World Bulletin / News Desk
A Czech unit fighting fake news ahead of elections has scored an early success -- debunking online footage that purported to show Muslim refugees attempting to rape a young girl.
The video, in fact, was of young Czechs involved in a drug turf war in Prague. The false claim of whoever posted it on a Canadian Facebook page has added to suspicion of foreign interference.
Established in January by the Czech interior ministry, the Centre Against Terrorism and Hybrid Threats is a direct attempt to combat fake news, with Russia facing particular scrutiny.
The centre's launch followed a report by the BIS Czech intelligence agency that identified efforts to "weaken" the EU and NATO member state "through indirect infiltration of media and the internet".
It cited "a massive distribution of propaganda and misinformation by the Russian state."
Twenty experts at the Prague-based centre have been tasked with evaluating the threat disinformation poses to national security and to propose ways of stopping its spread before October's general election and a presidential election next January.
A special team met for the first time this week to begin "examining all potential scenarios of attack on democratic elections."
"We can't go on pretending we don't know about efforts originating in a foreign country," Prime Minister Bohuslav Sobotka said of cyber attacks, without naming any state.
Attacks on elections
But Czech general Petr Pavel, head of NATO's Military Committee, has been more blunt.
Russian propaganda sought to "seed panic and fear" in the Czech Republic and beyond using a broad range of tactics, he said late last year.

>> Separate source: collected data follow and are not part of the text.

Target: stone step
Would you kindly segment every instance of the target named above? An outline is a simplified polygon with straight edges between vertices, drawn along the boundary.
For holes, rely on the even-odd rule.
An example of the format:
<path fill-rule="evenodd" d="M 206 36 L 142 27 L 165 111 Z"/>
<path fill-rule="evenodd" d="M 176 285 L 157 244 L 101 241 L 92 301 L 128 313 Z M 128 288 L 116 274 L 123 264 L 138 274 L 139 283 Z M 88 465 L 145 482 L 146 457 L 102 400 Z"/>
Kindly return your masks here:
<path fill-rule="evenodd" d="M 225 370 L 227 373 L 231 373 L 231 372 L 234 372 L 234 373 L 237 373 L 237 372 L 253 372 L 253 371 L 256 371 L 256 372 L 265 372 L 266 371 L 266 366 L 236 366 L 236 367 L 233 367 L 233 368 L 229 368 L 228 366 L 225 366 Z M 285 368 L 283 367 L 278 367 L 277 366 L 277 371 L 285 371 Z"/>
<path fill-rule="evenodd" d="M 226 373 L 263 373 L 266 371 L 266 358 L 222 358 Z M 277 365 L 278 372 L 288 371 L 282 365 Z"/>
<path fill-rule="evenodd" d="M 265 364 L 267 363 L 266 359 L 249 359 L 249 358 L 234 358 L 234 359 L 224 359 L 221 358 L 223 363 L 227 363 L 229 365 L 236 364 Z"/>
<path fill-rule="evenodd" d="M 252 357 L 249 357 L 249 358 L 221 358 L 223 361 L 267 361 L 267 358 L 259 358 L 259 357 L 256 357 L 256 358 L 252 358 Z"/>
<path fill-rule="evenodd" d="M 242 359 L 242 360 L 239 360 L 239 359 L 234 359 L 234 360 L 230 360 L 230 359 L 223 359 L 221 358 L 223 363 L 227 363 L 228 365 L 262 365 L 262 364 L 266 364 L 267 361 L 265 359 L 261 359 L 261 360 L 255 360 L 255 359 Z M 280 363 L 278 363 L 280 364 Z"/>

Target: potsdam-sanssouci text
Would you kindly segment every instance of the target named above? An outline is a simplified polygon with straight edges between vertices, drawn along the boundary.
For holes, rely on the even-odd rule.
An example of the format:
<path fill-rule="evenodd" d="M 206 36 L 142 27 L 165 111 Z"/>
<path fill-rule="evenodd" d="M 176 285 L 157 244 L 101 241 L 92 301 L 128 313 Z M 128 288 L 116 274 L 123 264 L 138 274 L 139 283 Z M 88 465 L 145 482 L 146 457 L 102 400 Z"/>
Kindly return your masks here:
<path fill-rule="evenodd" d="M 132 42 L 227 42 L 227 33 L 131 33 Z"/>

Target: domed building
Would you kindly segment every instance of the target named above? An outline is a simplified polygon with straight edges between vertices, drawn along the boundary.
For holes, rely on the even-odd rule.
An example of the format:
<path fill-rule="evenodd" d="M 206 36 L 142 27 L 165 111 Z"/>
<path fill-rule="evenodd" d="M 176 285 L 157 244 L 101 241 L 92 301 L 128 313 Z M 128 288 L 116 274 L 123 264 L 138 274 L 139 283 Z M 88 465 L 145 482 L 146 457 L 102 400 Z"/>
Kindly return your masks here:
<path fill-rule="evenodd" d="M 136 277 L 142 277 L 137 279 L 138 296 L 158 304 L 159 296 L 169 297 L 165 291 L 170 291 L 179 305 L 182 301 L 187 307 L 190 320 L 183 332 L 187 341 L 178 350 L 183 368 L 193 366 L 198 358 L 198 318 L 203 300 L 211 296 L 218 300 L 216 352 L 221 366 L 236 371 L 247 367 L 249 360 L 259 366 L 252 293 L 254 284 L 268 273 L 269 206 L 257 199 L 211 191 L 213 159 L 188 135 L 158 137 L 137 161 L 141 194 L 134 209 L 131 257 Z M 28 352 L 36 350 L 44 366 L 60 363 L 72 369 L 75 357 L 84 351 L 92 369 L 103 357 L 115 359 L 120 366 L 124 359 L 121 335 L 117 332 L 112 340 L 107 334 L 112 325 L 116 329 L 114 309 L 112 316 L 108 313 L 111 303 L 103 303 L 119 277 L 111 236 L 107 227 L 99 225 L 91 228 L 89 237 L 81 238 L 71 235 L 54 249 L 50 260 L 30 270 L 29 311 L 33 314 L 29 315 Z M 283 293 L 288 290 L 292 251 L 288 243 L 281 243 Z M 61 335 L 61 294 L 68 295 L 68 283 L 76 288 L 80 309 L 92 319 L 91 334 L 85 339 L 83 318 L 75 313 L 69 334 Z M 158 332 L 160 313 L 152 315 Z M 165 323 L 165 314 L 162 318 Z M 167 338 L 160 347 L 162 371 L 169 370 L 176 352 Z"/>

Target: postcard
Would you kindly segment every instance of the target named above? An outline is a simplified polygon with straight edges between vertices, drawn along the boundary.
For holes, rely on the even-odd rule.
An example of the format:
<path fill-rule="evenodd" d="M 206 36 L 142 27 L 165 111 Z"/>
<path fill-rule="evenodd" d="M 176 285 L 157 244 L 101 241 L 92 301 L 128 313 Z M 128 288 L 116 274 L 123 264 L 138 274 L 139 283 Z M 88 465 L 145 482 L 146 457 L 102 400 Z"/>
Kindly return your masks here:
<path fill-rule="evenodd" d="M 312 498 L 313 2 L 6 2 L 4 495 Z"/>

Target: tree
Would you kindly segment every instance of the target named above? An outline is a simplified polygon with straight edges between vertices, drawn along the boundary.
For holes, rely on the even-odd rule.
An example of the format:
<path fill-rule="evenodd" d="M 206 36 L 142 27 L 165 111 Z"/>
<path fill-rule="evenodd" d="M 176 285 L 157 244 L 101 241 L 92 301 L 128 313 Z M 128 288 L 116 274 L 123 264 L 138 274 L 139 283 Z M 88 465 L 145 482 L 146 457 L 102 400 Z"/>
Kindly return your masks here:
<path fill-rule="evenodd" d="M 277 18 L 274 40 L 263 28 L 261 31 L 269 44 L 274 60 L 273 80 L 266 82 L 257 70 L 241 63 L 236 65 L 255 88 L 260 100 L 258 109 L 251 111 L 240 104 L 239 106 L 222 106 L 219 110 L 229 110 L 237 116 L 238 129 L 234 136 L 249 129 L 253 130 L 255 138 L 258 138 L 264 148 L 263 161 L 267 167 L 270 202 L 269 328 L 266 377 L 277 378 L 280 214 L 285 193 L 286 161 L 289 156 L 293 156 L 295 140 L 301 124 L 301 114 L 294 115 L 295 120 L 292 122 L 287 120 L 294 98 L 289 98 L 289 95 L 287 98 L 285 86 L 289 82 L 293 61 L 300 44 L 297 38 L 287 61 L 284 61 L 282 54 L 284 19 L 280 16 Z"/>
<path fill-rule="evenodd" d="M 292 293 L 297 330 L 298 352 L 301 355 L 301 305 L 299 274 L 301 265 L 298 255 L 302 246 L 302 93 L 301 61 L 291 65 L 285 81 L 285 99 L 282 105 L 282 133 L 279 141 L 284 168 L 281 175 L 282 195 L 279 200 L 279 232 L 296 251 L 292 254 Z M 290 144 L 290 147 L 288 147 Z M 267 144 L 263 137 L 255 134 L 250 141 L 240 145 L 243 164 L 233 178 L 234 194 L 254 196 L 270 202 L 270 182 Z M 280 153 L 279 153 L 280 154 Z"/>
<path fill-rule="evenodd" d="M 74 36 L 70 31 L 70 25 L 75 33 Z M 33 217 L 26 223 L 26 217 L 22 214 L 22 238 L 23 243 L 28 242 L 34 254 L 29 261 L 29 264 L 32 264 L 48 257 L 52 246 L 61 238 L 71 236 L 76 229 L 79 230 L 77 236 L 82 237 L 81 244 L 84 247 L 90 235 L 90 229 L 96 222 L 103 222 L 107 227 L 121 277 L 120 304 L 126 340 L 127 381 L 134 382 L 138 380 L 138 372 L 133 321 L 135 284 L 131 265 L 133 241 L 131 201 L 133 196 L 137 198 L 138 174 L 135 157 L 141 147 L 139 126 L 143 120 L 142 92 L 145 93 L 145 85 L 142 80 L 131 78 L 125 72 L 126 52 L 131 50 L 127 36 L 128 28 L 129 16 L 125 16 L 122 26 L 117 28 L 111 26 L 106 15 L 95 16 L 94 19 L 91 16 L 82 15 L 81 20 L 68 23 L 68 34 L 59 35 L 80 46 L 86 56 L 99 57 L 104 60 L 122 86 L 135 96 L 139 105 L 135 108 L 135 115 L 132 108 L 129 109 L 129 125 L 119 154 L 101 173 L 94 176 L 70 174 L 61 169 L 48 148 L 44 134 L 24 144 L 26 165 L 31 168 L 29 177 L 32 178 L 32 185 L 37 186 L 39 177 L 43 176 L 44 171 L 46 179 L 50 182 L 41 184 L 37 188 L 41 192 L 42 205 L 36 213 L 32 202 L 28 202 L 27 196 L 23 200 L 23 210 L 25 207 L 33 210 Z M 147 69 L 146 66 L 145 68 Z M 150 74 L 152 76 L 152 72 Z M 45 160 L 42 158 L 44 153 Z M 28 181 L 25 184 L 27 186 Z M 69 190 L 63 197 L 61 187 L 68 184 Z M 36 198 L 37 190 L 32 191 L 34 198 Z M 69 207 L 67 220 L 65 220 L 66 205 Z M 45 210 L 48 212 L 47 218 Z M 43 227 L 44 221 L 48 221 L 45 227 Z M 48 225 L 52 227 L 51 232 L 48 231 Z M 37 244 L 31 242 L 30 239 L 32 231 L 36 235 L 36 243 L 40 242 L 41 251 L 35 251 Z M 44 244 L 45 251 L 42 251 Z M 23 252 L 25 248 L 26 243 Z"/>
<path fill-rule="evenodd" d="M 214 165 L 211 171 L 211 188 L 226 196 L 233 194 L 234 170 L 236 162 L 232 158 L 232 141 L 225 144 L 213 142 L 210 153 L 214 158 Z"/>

Aware of reports that fake election news got inordinate attention on Facebook during the final months of last year's US presidential campaign, Czech Interior Minister Milan Chovanec recently hailed the centre's efforts to unmask potential attacks on free elections.
According to Jakub Janda, deputy head of the Prague-based European Values think tank, there are around four dozen Czech websites spreading fake or misleading news, often favouring Russia.
Websites such as www.skrytapravda.cz (Hidden Truth) or www.ac24.cz share content created by Czechs "showing their ideological sympathies towards Russia," Janda told AFP.
He spoke of a "realistic" danger that the upcoming Czech elections could be influenced by disinformation and by "websites supporting President Milos Zeman, the Communist Party or the far right."
The staunchly anti-Muslim, pro-Russian and pro-Chinese Zeman, in office since March 2013, has missed no opportunity to slam the new centre, accusing it of censorship.
The 72-year-old former communist is expected to reveal whether he will run for a second term on March 9.
"The Czech Republic is a strongly eurosceptic country, which is in line with the theme of these websites suggesting it should leave the EU to steer clear of Muslim immigration," said Janda.
"The eurosceptics are more likely to believe false news about the EU, which is of course in Russia's interest," he added.
A recent survey by the STEM polling agency showed that a quarter of Czechs prefer "alternative news" sites such as www.aeronet.cz over so-called mainstream media outlets.
"We must be able to offer explanations in reaction to this type of information," Interior Minister Chovanec said, but he has ruled out any talk of censoring the internet.
He also insists that debunking disinformation works best when it is done swiftly, "within a minute or an hour".
Facebook announced in mid-January it was introducing new measures to take down "unambiguously wrong reports" being shared on the social media platform.
It also changed its system for showing trending topics to include headlines and sources in a bid to curb the spread of disinformation.